I have a Sine wave at frequency F1. This signal changes and shifts to frequency F2.

In frequency domain I like to find this shift as quickly as possible. (Signal has a lot of random noise and hard to Observe in time domain)

What is the best approach ?

I have tried various FFT chunk sizes and zero padded approaches but they are not fast enough. It takes time for FFT to show decent spectrum.


This is the classical use case for a Phase-Locked Loop (PLL). You can control speed vs noise robustness by adjusting the loop filter bandwidth.

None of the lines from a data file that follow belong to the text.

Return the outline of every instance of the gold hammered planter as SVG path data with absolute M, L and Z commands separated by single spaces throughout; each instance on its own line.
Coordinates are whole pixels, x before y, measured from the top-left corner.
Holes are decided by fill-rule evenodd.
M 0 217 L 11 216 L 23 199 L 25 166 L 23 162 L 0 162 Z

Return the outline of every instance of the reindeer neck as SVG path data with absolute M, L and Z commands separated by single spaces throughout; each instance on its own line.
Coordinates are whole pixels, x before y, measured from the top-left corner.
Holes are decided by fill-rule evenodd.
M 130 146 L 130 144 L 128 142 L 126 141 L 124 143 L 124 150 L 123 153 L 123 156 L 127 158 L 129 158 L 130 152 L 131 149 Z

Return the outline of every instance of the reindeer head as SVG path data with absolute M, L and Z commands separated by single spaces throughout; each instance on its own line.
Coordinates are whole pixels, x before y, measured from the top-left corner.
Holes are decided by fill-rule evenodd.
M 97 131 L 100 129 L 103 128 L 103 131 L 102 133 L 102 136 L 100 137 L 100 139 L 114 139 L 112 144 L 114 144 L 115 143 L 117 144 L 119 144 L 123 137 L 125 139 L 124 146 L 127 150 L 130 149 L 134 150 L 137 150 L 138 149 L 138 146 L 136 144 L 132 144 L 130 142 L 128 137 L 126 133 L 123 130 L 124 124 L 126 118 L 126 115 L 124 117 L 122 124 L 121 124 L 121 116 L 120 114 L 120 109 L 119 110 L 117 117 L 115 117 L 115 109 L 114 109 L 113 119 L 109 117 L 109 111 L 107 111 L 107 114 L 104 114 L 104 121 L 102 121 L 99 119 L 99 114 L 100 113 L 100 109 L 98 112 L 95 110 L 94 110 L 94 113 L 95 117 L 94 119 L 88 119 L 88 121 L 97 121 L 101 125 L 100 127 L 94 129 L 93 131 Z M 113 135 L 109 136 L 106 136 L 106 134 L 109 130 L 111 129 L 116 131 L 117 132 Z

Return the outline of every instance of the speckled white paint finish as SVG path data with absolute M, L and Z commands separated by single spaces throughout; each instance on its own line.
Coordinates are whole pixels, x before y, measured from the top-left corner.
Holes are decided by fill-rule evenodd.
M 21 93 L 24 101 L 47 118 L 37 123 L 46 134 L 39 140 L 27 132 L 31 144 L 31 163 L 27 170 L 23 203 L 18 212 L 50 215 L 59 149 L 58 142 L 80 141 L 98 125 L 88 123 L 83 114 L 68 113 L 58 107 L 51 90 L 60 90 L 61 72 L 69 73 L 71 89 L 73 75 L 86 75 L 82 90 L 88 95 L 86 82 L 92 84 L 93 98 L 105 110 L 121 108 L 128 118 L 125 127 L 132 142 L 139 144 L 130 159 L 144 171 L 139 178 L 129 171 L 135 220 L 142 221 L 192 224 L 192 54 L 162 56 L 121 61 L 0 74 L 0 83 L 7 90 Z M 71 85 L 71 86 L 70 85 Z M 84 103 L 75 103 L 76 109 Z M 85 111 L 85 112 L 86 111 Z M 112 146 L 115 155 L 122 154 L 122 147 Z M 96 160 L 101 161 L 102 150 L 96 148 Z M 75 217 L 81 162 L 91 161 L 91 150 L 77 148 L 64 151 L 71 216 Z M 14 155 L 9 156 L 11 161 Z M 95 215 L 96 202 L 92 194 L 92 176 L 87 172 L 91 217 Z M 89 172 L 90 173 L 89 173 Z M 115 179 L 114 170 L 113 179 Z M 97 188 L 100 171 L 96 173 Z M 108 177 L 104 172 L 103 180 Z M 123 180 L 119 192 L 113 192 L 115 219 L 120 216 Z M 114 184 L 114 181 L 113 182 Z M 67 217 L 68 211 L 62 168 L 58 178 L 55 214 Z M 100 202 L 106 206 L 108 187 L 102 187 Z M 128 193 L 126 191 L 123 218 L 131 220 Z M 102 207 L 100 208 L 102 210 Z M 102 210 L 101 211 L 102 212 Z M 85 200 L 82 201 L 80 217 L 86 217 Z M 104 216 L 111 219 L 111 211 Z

I agree with Marcus and in addition to add some other options based on their simplicity and effectiveness:

We are interested in frequency versus time, so ultimately this would be the work of a frequency discriminator. With that we have similar trades of SNR and bandwidth, range of use etc. A simple way to make a frequency discriminator in analog or digital form by simply combining a delay line with a mixer (multiplier). The length of the delay line trades sensitivity for range (longer delay line is higher sensitivity translating to higher SNR meaning more volts per Hz, but at the expense of limiting the unique and linear range). In the analog you can overdrive the mixer to create a linear output. A low pass filter after the mixer can set the bandwidth of the demodulation to increase SNR at the expense of tracking rate. I detail the specifics of that approach here:


If monitoring the signal with test equipment, this can also be done easily using a spectrum analyzer by setting the instrument's resolution bandwidth to sufficiently exceed the sweep rate and then set the span to zero span with the signal centered on the side of the effective filter of the spectrum analyzer given by its resolution bandwidth, and then change the sweep rate to observe the change in frequency versus time. This mirrors a discrimination approach of combining filter roll-offs with power detectors, which is also an approach that can be done in the analog or digital domains. With an approach of using frequency selective filters, often two bandpass filters are used offset from each other with their detected outputs subtracted resulting in the desired S-curve output of magnitude versus frequency and again we see the trades of the bandwidth of the filter (sharpness meaning high sensitivity but narrower range and inability to track fast moving signals: consider Carson's Rule when working with Frequency Modulated signals which gives an indication of total occupied bandwidth and ensure sufficient energy is inside the bandwidth of the filter: this is seen by the setting of the resolution bandwidth on the spec analyzer as described at the beginning of this paragraph).